# Anyone used these LED lights?



## heathen06 (27 Feb 2011)

Does anybody have any experience of using these LED lights on nano tanks?

http://www.aquaessentials.co.uk/aquagro-micro-habitat-led-light-p-5303.html

http://www.amazon.co.uk/Nano-Aquarium-Fish-Tank-Lighting/dp/B0040YV0JM

I'm thinking of using one on an 8 inch cube, hopefully growing HC and dosing with liquid carbon. 

I really like the design of these new lights, but will they provide enough light to grow plants with?


----------



## mdhardy01 (27 Feb 2011)

The first one comes on the tmc micro habitat 
Tried hc but couldn't get it to grow
The second I don't know about sorry
The tmc ones are quit bright but I think they have a low par
But I have shrimp in the tank so no liquid carb 
If you dose ferts and use easy carb you might have more success 
Matt


----------



## Garuf (27 Feb 2011)

I understand the first ones to produce around 30par if you have enough co2 and flow this should be enough for hc, a conventional clip on might be a better bet till we know more about the technology I suppose.


----------



## ghostsword (28 Feb 2011)

I thought that amin of 40-50 micromoles would be required to grow most plants.

I had the original lights that came with the Betta Cube, very similar to these ones, they are similar, not the same, and with two lights I managed to have a carpet. 

However the lights did not last more than a year, I lost 50% of the leds on both, so I now just using the arcadia lights, 11W is very good, and if the light dies it is easy to change.


----------



## heathen06 (28 Feb 2011)

Thanks for all the information. 

Losing 50% of the LEDs within a year is pretty bad.

Pity.
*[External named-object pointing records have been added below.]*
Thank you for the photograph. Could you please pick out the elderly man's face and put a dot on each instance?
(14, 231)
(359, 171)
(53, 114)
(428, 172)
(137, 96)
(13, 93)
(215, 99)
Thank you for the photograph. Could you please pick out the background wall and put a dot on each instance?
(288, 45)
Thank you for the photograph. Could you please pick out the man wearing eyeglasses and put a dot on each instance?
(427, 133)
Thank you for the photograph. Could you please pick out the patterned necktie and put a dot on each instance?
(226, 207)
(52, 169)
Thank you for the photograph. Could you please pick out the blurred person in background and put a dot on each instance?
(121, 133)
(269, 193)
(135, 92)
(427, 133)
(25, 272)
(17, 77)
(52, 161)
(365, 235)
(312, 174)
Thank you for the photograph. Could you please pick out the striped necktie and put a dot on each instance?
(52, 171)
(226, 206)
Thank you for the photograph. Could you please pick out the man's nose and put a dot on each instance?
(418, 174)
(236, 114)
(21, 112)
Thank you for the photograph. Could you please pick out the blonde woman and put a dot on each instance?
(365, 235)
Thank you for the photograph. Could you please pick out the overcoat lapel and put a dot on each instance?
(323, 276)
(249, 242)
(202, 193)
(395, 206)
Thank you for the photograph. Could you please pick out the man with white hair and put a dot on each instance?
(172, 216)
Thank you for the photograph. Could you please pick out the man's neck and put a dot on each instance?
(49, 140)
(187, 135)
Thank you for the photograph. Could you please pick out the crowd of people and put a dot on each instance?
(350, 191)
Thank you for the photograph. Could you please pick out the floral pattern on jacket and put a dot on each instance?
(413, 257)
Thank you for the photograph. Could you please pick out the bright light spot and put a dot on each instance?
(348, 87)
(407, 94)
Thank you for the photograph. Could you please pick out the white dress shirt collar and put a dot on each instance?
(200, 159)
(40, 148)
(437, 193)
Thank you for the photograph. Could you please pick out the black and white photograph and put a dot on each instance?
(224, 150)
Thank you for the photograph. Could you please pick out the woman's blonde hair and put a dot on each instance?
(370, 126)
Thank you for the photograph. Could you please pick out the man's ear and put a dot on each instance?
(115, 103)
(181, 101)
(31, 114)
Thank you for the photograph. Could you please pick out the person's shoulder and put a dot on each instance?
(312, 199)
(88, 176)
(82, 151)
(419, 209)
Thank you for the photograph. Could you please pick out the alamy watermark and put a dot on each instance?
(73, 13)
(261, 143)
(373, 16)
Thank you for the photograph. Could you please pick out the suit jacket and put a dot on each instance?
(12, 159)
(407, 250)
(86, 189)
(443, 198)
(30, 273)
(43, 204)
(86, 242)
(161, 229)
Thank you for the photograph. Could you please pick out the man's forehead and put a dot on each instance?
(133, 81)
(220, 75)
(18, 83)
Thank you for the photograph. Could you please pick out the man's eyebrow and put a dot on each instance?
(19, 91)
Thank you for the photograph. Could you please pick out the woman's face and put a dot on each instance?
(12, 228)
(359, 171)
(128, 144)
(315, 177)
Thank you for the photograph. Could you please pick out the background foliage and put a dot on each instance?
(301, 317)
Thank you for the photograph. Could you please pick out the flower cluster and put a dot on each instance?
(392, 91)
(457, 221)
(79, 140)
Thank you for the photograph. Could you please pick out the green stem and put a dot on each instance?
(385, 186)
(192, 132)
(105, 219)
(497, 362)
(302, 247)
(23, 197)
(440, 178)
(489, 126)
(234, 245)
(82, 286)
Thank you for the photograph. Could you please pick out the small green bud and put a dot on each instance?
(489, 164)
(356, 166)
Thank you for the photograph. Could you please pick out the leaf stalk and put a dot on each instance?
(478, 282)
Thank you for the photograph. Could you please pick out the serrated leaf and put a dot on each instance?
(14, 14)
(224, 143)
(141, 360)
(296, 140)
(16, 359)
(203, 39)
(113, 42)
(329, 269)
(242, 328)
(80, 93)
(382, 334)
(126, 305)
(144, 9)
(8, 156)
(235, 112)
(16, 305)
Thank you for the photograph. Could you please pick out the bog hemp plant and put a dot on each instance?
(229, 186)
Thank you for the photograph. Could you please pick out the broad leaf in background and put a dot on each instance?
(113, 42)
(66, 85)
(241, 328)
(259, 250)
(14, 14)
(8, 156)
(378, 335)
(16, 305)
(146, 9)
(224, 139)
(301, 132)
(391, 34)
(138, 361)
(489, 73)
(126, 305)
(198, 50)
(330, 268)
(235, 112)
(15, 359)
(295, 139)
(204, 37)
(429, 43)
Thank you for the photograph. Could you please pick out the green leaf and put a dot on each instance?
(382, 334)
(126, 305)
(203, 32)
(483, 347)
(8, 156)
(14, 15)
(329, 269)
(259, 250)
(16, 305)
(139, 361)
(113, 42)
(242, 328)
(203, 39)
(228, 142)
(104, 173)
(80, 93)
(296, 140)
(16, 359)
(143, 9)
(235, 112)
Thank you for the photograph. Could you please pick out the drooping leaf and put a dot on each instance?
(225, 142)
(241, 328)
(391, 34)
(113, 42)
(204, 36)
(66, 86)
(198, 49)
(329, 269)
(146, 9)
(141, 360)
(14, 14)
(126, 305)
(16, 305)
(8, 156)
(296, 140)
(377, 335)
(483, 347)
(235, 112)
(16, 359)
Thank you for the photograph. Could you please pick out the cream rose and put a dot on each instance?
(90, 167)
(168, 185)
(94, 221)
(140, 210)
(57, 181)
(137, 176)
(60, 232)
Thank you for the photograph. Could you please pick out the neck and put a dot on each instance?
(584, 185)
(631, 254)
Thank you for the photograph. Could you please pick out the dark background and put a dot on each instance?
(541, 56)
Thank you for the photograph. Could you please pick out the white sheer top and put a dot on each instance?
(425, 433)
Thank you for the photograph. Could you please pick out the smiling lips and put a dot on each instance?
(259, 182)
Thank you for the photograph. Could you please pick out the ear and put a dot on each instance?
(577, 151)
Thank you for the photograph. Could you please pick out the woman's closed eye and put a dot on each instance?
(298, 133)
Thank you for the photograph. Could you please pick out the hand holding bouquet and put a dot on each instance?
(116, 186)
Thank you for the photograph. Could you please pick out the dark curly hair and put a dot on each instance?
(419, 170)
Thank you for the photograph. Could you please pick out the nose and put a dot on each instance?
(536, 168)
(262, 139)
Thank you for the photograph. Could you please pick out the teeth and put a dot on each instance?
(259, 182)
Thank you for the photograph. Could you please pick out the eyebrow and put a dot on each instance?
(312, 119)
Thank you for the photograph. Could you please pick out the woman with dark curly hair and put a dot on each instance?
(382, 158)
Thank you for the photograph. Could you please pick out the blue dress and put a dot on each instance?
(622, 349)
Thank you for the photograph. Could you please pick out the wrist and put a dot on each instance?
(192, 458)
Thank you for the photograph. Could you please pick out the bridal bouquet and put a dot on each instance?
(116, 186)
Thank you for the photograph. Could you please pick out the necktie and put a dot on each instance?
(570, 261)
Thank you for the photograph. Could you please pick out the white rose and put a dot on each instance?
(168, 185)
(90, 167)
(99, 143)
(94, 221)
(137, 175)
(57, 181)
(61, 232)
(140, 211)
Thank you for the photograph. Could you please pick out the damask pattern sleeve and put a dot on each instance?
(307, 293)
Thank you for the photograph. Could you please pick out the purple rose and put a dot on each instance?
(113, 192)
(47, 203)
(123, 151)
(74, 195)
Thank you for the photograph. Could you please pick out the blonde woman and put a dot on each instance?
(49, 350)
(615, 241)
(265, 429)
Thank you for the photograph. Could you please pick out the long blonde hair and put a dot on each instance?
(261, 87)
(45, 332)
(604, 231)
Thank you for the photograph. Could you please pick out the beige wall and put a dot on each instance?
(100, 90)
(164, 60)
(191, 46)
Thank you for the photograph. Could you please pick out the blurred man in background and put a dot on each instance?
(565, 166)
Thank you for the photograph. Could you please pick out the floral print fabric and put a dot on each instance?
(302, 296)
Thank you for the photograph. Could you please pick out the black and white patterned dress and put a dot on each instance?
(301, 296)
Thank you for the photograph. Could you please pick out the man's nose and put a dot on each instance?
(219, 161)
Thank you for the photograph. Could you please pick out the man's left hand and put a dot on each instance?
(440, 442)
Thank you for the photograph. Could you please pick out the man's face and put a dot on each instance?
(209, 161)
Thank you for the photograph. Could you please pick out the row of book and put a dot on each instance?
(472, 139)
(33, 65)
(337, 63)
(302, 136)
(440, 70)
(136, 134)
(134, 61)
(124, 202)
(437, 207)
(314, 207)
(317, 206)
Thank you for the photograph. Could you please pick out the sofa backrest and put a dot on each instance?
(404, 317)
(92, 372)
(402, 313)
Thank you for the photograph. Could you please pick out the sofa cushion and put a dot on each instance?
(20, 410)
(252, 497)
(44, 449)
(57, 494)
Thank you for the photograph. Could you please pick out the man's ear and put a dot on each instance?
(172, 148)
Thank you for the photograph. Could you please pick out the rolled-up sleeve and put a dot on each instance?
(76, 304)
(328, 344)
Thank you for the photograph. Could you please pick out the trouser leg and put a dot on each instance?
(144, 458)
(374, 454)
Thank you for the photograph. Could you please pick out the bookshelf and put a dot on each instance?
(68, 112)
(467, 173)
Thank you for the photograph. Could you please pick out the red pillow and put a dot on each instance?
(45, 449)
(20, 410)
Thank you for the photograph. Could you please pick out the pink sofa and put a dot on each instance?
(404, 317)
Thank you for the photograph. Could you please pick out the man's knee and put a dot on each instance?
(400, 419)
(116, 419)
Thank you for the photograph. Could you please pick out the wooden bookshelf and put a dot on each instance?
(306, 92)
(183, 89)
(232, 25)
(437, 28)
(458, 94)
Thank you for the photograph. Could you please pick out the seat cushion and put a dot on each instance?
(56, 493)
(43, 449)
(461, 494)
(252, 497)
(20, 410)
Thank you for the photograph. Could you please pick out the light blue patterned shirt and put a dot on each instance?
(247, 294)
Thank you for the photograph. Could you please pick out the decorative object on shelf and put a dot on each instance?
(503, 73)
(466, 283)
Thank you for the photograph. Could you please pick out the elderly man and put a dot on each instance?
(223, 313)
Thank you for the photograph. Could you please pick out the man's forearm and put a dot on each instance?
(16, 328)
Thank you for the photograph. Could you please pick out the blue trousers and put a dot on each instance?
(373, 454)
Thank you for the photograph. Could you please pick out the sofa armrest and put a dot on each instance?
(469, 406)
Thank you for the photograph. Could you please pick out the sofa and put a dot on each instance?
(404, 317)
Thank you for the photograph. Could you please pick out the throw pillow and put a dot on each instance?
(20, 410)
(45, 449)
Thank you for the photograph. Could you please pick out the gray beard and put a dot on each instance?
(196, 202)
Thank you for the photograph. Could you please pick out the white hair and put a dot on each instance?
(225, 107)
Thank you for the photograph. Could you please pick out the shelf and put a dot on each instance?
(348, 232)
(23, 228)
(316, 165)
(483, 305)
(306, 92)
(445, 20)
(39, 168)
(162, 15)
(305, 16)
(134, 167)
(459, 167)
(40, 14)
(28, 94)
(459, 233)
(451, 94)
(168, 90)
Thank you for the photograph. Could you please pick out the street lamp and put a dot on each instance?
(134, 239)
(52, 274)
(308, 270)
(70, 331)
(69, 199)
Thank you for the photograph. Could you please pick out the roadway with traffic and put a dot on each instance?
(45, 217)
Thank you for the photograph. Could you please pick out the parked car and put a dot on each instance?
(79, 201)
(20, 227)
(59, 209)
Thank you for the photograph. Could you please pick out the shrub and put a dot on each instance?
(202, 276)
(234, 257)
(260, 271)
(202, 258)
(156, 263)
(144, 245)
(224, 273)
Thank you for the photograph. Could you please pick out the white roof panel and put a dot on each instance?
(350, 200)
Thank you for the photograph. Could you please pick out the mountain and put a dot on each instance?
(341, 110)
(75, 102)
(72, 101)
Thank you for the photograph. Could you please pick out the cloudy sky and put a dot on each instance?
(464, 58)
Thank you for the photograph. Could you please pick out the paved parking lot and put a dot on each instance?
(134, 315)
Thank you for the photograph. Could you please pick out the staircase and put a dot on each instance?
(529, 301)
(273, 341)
I like the minimalist look of those lights. I might have to think again about an Arc Pod, but I haven't been too impressed with those pinky bulbs I've seen in them.

Thanks again.


----------



## Garuf (28 Feb 2011)

superfish lights are much better.

I suspect the TMC ones to be much better, plus you have a warrenty on them!


----------



## heathen06 (28 Feb 2011)

Just looked for the Superfish lights and realised that AE sells them. Had never spotted them there before.

http://www.aquaessentials.co.uk/superfish-aqua-qube-light-kit-9w-p-5080.html

Looks pretty good. Still a little bulky compared to the LED ones.  I guess that's the compromise to be made for a reliable product, though.


----------



## ghostsword (28 Feb 2011)

Garuf said:
			
		

> superfish lights are much better.
> 
> I suspect the TMC ones to be much better, plus you have a warrenty on them!



Yes, I said they are similar, not the same. If I would get some it would have been the TMC lights, a year ago they were not available.


----------